If the function has rational , real and equal roots, then that mean delta will be 0:

We know that:

delta = b^2 - 4ac

==> delta = (-6)^2 - 4*k*1

==> 36 - 4k = 0

==> -4k = -36

==> k = -36/-4 = 9

**==> k = 9 **

b.) 2x^2+6x+k=0 find the smallest integral value of k, such that the equation had imaginary roots

If the function has imaginary of (complex) roots, then delta should be less than 0 ( negative).

==> delta = b^2 - 4ac

==> delta = (6^2) - 4*2*k < 0

==> 36 - 8k < 0

==> -8k < -36

==> k > -36/-8

==> k > 9/2

Then the smallest integer is the first integer that comes after 9/2

9/2 = 4.5 , then the next integer s 5

**Then k = 5 is the smallest integer so the equation has complex roots.**

kx^2-6x+1=0

If the equation has real, rational, and equal roots then the discriminant has to be zero.

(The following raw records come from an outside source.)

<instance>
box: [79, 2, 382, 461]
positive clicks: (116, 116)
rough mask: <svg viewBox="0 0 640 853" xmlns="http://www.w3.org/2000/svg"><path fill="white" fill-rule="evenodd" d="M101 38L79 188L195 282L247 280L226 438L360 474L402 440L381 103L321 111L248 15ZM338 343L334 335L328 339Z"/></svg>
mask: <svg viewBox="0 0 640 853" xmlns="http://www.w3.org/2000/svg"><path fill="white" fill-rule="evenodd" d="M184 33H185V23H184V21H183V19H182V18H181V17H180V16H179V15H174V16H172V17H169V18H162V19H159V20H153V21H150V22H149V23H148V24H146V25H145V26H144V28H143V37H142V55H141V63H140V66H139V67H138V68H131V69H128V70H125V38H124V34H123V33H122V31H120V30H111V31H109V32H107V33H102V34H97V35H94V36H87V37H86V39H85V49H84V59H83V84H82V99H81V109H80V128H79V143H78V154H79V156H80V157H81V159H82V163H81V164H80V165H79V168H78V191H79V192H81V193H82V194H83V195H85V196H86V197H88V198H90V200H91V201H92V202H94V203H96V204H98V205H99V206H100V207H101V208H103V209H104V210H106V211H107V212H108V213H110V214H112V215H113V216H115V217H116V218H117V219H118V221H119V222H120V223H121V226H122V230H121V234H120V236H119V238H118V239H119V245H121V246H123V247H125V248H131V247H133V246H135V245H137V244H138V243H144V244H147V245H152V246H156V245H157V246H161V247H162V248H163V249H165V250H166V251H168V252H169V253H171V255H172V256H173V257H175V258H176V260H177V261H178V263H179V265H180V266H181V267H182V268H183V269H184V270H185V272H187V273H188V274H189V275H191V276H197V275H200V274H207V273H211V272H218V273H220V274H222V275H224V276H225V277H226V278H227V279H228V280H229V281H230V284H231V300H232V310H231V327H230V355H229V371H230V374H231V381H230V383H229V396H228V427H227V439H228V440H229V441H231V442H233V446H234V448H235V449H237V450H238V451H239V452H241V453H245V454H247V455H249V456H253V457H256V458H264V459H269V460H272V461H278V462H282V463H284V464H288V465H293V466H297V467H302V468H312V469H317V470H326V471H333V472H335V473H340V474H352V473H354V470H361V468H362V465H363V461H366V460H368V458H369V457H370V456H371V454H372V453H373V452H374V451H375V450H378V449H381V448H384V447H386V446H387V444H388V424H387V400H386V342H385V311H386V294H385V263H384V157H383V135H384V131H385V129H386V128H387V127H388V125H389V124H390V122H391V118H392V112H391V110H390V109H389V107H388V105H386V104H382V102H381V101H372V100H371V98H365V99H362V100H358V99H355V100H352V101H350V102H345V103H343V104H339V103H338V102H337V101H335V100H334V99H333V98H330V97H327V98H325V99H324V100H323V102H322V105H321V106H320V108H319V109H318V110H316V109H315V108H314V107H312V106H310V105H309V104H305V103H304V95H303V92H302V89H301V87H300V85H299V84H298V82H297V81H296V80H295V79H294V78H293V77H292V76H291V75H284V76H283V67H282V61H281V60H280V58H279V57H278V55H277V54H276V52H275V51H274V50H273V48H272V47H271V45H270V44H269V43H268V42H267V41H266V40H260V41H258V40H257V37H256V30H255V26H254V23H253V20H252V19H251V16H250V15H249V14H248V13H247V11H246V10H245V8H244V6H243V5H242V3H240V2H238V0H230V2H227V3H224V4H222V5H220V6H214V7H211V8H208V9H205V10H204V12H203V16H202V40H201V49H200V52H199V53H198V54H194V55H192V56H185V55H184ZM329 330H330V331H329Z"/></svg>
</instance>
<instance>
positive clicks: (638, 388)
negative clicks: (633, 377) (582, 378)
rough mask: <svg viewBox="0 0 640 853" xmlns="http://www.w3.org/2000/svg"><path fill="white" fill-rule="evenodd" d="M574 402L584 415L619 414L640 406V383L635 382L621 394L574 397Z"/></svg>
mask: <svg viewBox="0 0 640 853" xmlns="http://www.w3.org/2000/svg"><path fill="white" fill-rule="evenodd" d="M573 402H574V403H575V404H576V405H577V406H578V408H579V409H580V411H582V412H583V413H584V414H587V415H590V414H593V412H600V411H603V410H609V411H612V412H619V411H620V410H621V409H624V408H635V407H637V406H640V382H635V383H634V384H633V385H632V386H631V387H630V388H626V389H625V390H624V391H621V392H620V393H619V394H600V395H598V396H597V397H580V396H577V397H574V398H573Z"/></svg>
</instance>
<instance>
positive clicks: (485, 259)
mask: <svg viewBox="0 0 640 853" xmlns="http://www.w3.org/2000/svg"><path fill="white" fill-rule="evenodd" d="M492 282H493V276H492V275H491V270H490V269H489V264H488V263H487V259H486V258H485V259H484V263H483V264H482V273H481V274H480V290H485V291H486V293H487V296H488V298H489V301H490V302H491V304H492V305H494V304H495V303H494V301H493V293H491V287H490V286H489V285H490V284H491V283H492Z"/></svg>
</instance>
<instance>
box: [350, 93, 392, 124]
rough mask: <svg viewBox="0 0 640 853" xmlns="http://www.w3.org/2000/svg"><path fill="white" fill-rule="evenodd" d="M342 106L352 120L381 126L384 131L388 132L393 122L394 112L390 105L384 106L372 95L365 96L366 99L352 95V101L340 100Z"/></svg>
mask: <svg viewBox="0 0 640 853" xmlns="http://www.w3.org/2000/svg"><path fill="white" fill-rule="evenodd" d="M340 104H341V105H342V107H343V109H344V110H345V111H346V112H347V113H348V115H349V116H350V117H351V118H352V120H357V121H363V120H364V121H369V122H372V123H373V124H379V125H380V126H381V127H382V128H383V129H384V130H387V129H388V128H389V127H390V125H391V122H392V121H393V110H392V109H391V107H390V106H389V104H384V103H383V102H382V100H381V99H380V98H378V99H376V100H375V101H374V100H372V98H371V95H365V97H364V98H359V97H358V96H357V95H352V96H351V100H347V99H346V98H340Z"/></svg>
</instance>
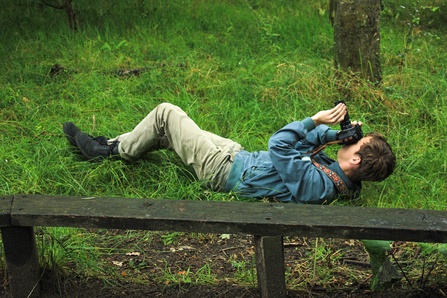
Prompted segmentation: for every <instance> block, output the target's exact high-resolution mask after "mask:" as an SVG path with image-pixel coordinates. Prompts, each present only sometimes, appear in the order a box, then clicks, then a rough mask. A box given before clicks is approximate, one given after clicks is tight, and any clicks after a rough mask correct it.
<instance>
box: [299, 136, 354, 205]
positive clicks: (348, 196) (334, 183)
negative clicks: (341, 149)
mask: <svg viewBox="0 0 447 298" xmlns="http://www.w3.org/2000/svg"><path fill="white" fill-rule="evenodd" d="M340 142H341V141H334V142H330V143H327V144H324V145H322V146H320V147H318V148H316V149H314V150H311V151H309V152H306V153H305V154H308V153H312V155H311V156H310V159H311V160H312V163H313V164H314V166H315V167H317V168H319V169H320V170H321V171H322V172H323V173H324V174H325V175H326V176H327V177H328V178H329V179H331V181H332V183H334V185H335V187H336V188H337V189H338V192H339V193H340V195H341V196H342V197H347V198H349V197H350V194H349V189H348V188H347V187H346V184H345V183H344V182H343V180H342V179H341V178H340V176H338V175H337V173H335V172H334V171H332V170H331V169H329V168H327V167H325V166H323V165H320V164H319V163H318V162H316V161H315V159H314V156H315V155H316V154H317V153H318V152H320V151H321V150H323V149H324V148H325V147H326V145H332V144H336V143H340Z"/></svg>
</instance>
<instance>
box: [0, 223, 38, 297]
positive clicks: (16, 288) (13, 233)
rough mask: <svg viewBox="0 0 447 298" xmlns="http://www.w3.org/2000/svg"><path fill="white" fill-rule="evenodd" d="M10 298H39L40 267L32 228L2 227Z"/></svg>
mask: <svg viewBox="0 0 447 298" xmlns="http://www.w3.org/2000/svg"><path fill="white" fill-rule="evenodd" d="M1 231H2V240H3V247H4V249H5V258H6V266H7V268H8V277H9V285H10V290H11V294H12V297H17V298H21V297H39V294H40V284H39V280H40V267H39V256H38V254H37V248H36V238H35V236H34V229H33V227H2V228H1Z"/></svg>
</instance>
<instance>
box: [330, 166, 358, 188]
mask: <svg viewBox="0 0 447 298" xmlns="http://www.w3.org/2000/svg"><path fill="white" fill-rule="evenodd" d="M328 168H329V169H331V170H332V171H334V172H335V173H336V174H337V175H338V176H339V177H340V178H341V180H343V182H344V183H345V185H346V187H347V188H349V190H350V191H351V192H352V193H360V190H361V189H362V183H361V182H352V181H351V180H350V179H349V178H348V176H346V174H345V172H343V170H342V169H341V168H340V165H339V164H338V161H336V162H333V163H332V164H330V165H329V166H328ZM356 196H358V195H356Z"/></svg>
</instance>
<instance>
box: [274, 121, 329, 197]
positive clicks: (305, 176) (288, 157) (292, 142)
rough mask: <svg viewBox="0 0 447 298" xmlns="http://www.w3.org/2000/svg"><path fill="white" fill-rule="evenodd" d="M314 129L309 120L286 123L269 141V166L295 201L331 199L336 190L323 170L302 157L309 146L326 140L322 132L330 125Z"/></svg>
mask: <svg viewBox="0 0 447 298" xmlns="http://www.w3.org/2000/svg"><path fill="white" fill-rule="evenodd" d="M310 121H311V123H310ZM314 128H315V124H314V123H313V120H312V119H310V118H306V119H305V120H303V121H295V122H292V123H290V124H288V125H286V126H285V127H284V128H282V129H280V130H278V131H277V132H276V133H275V134H274V135H273V136H272V137H271V138H270V140H269V153H270V157H271V159H272V162H273V165H274V167H275V169H276V170H277V171H278V173H279V176H280V177H281V180H282V181H283V182H284V184H285V185H286V187H287V188H288V189H289V191H290V192H291V193H292V196H293V198H294V200H295V201H296V202H297V203H312V204H322V203H324V202H331V201H332V200H333V199H334V197H335V195H336V193H337V192H336V190H335V187H334V184H333V183H332V181H331V180H330V179H329V178H328V177H327V176H325V174H324V173H323V172H321V171H320V170H318V169H317V168H316V167H315V166H314V165H313V164H312V162H311V161H310V160H308V159H307V160H302V157H303V153H305V152H306V151H308V149H309V148H310V147H317V146H319V145H322V144H325V143H326V142H327V140H326V135H327V134H326V132H327V131H328V130H330V128H329V127H327V126H325V125H319V126H318V127H317V128H316V129H314ZM309 131H310V133H309ZM304 144H306V146H303V145H304Z"/></svg>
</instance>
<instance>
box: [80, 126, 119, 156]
mask: <svg viewBox="0 0 447 298" xmlns="http://www.w3.org/2000/svg"><path fill="white" fill-rule="evenodd" d="M75 140H76V145H77V146H78V148H79V150H81V152H82V154H83V155H84V156H85V158H87V159H88V160H92V159H105V158H108V157H111V156H116V157H119V152H118V144H119V142H117V141H115V142H113V143H112V144H111V145H107V144H106V145H104V144H101V143H100V142H98V141H96V140H94V139H92V138H91V137H90V136H89V135H87V134H86V133H83V132H81V133H78V134H77V135H76V137H75Z"/></svg>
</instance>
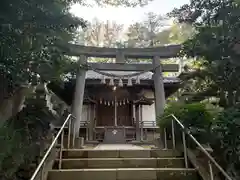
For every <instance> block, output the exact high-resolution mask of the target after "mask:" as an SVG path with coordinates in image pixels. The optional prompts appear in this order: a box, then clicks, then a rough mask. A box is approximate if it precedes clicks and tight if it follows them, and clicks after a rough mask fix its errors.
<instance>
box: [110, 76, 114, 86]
mask: <svg viewBox="0 0 240 180" xmlns="http://www.w3.org/2000/svg"><path fill="white" fill-rule="evenodd" d="M109 86H114V80H113V78H111V79H110V82H109Z"/></svg>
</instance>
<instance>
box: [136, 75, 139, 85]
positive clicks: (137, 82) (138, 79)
mask: <svg viewBox="0 0 240 180" xmlns="http://www.w3.org/2000/svg"><path fill="white" fill-rule="evenodd" d="M136 84H140V78H139V76H137V79H136Z"/></svg>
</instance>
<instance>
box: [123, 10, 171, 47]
mask: <svg viewBox="0 0 240 180" xmlns="http://www.w3.org/2000/svg"><path fill="white" fill-rule="evenodd" d="M166 25H167V18H166V17H164V16H161V15H157V14H154V13H152V12H150V13H148V14H146V19H145V20H144V21H143V22H140V23H135V24H133V25H131V26H130V27H129V28H128V33H127V36H128V44H129V46H130V47H149V46H156V45H159V44H164V43H162V42H160V41H161V40H162V39H164V38H166V37H168V33H167V34H161V35H163V37H162V38H161V35H160V33H161V32H162V31H163V28H164V27H166ZM165 41H166V40H165Z"/></svg>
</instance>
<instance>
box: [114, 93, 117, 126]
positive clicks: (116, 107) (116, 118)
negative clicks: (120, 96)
mask: <svg viewBox="0 0 240 180" xmlns="http://www.w3.org/2000/svg"><path fill="white" fill-rule="evenodd" d="M114 126H117V97H116V96H115V100H114Z"/></svg>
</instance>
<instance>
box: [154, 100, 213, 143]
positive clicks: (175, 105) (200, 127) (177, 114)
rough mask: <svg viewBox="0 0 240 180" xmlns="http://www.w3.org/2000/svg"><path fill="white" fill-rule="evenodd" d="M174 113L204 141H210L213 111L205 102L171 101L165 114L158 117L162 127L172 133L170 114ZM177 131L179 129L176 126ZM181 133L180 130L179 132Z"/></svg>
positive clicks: (158, 119) (184, 123) (168, 104)
mask: <svg viewBox="0 0 240 180" xmlns="http://www.w3.org/2000/svg"><path fill="white" fill-rule="evenodd" d="M171 114H174V115H175V116H176V117H177V118H178V119H179V120H180V121H181V122H182V123H183V125H184V126H185V127H186V128H188V129H189V130H190V132H191V133H192V134H193V135H194V136H195V137H196V138H197V139H198V140H199V141H200V142H202V143H206V142H208V135H209V132H210V126H211V123H212V121H213V119H214V118H213V113H212V112H210V111H209V110H208V109H207V107H206V104H205V103H191V104H183V103H171V104H168V105H167V106H166V109H165V111H164V114H163V115H162V116H160V117H158V118H157V123H158V125H159V127H160V128H161V129H163V128H166V129H167V131H168V134H169V133H170V130H169V129H170V127H171V120H172V118H171V117H170V118H168V117H169V115H171ZM175 129H176V131H177V130H179V127H178V128H175ZM177 133H179V132H177Z"/></svg>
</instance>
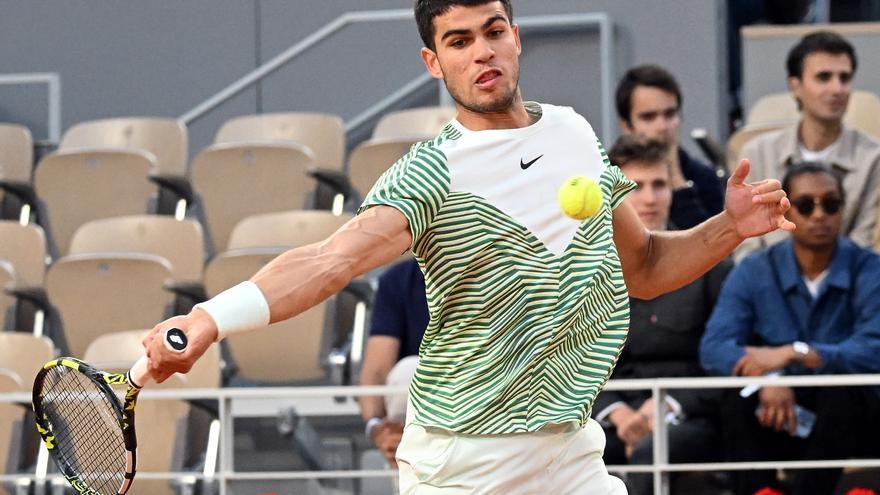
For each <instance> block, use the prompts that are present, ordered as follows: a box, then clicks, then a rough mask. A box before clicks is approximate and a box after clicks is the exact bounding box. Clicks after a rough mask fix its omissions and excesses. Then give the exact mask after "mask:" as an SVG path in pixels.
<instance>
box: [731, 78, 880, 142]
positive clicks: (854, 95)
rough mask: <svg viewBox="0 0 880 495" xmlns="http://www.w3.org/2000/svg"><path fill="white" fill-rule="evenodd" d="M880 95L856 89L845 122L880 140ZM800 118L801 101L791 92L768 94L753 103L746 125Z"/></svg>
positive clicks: (797, 118)
mask: <svg viewBox="0 0 880 495" xmlns="http://www.w3.org/2000/svg"><path fill="white" fill-rule="evenodd" d="M878 115H880V97H878V96H877V95H876V94H874V93H872V92H870V91H862V90H855V91H853V92H852V94H851V95H850V99H849V105H848V106H847V110H846V115H844V117H843V122H844V123H845V124H846V125H848V126H850V127H852V128H855V129H858V130H860V131H862V132H864V133H866V134H868V135H871V136H873V137H874V139H877V140H880V118H878V117H877V116H878ZM799 118H800V113H799V111H798V109H797V102H796V101H795V99H794V97H793V96H792V95H791V93H775V94H772V95H767V96H764V97H762V98H760V99H758V101H756V102H755V104H754V105H752V108H751V109H750V110H749V113H748V115H747V117H746V126H748V127H752V126H765V125H779V124H781V125H788V124H793V123H795V122H797V121H798V119H799Z"/></svg>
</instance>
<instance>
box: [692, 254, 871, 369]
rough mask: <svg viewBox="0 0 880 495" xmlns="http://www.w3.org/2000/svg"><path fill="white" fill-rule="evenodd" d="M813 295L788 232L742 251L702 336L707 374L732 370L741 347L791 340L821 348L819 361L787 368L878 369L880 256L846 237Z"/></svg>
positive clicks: (820, 350)
mask: <svg viewBox="0 0 880 495" xmlns="http://www.w3.org/2000/svg"><path fill="white" fill-rule="evenodd" d="M828 270H829V272H828V275H827V277H826V278H825V280H824V281H823V282H822V285H821V286H820V288H819V293H818V295H817V297H816V299H815V300H814V299H813V298H812V296H811V295H810V293H809V291H808V290H807V286H806V284H804V281H803V275H802V274H801V271H800V268H799V267H798V264H797V261H796V259H795V255H794V246H793V243H792V240H791V239H788V240H786V241H783V242H781V243H779V244H776V245H773V246H770V247H769V248H767V249H764V250H761V251H759V252H756V253H754V254H752V255H751V256H749V257H747V258H745V259H744V260H743V261H742V263H740V264H739V265H738V266H737V267H736V268H734V269H733V271H731V272H730V275H729V276H728V277H727V280H726V281H725V283H724V286H723V288H722V289H721V295H720V296H719V298H718V303H717V304H716V305H715V310H714V311H713V312H712V316H711V318H710V319H709V323H708V324H707V325H706V332H705V334H704V335H703V339H702V342H701V344H700V362H701V364H702V365H703V368H705V369H706V371H707V372H709V373H711V374H718V375H730V374H731V373H732V372H733V367H734V365H736V362H737V361H739V359H740V358H741V357H742V356H743V355H744V354H745V349H744V347H745V346H747V345H752V346H780V345H784V344H789V343H791V342H794V341H796V340H801V341H804V342H806V343H808V344H809V345H810V346H812V347H813V348H815V349H816V351H817V352H818V353H819V354H820V355H821V356H822V362H823V364H822V367H821V368H820V369H818V370H807V369H805V368H803V367H801V366H798V365H793V366H790V367H789V369H786V370H785V372H786V373H787V374H808V373H815V374H852V373H876V372H878V371H880V257H878V256H877V255H876V254H874V253H873V252H872V251H869V250H867V249H864V248H861V247H859V246H857V245H856V244H854V243H853V242H852V241H850V240H848V239H845V238H843V237H841V238H839V239H838V241H837V249H836V252H835V254H834V257H833V258H832V260H831V265H830V266H829V267H828Z"/></svg>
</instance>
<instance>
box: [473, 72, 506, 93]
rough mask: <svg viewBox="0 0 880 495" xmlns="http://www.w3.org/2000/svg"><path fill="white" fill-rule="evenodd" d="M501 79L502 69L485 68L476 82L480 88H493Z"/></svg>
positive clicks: (480, 73) (477, 86) (478, 77)
mask: <svg viewBox="0 0 880 495" xmlns="http://www.w3.org/2000/svg"><path fill="white" fill-rule="evenodd" d="M500 80H501V71H500V70H498V69H489V70H485V71H483V72H481V73H480V75H479V76H477V80H476V81H475V82H474V84H476V85H477V87H478V88H480V89H491V88H492V87H493V86H495V85H496V84H498V82H499V81H500Z"/></svg>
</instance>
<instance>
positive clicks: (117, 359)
mask: <svg viewBox="0 0 880 495" xmlns="http://www.w3.org/2000/svg"><path fill="white" fill-rule="evenodd" d="M147 333H149V330H125V331H121V332H112V333H108V334H104V335H100V336H98V337H97V338H96V339H95V340H93V341H92V342H91V343H90V344H89V346H88V348H86V352H85V355H84V358H83V359H84V361H86V362H88V363H91V364H92V365H94V366H97V367H98V368H100V369H104V370H118V371H123V370H128V369H130V368H131V366H132V365H133V364H134V363H135V361H137V360H138V359H140V357H141V356H143V355H144V347H143V345H142V341H143V339H144V337H145V336H146V335H147ZM172 386H173V387H174V388H180V387H185V388H217V387H219V386H220V347H219V346H217V345H212V346H211V347H209V348H208V350H207V351H206V352H205V354H203V355H202V357H201V358H199V360H198V361H196V364H195V365H193V368H192V369H191V370H190V371H189V373H187V374H186V375H182V376H179V377H178V380H174V381H172V383H168V382H165V383H161V384H158V385H156V384H154V385H151V386H150V388H154V387H158V388H169V387H172Z"/></svg>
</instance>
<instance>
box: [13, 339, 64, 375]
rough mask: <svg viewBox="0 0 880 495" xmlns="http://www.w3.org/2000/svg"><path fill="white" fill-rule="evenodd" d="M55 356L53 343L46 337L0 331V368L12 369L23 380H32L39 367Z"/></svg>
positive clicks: (53, 357)
mask: <svg viewBox="0 0 880 495" xmlns="http://www.w3.org/2000/svg"><path fill="white" fill-rule="evenodd" d="M55 357H56V351H55V345H54V344H53V343H52V341H51V340H49V339H48V338H47V337H37V336H35V335H31V334H28V333H22V332H2V333H0V368H3V369H8V370H11V371H14V372H15V373H17V374H18V376H20V377H21V379H22V381H23V382H30V381H32V380H33V378H34V377H35V376H37V372H38V371H40V368H42V367H43V365H44V364H46V363H47V362H49V361H50V360H52V359H53V358H55Z"/></svg>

We'll calculate the discriminant delta:

delta = b^2 - 4ac

We'll identify a,b,c:

a = k, b = -6, c = 1

delta = 36 - 4k

We'll cancel delta:

36 - 4k = 0

We'll isolate k to the left side. For this reason, we'll subtract 36 both sides:

-4k = -36

We'll divide by -4:

**k = 9**

So, the roots of the equation are real and equal if and only if k = 9.

The roots are:

x1 = x2 = (-b+sqrt delta)/2a

We'll substitute delta and b:

x1 = x2 = (6 + 0)/2*9

**x1 = x2 = 1/3**

To find the value of k in kx^2-6x+1=0.

Given that the roots are real rational and equal roots.

Let each root is equal to x1 then ,

sum of the roots = 2x1 = -(-6)/k.

Or x1 = 6/2k = 3/k...(1)

Product of the roots x1^2 = 1/k...(2)

Eliminate x1 from (1) and (2):

From (1): x1^2 = 3^2/(k)^2 = 9/k^2...(3)

From (2) x^2 = 1/k....(4).

From (3) and (4):

9/k^2 = 1/k. Multiply by k^2.

9 = k.

Therefor k = 9.

Therefore for k = 9, the given equation can have equal roots if k = 9.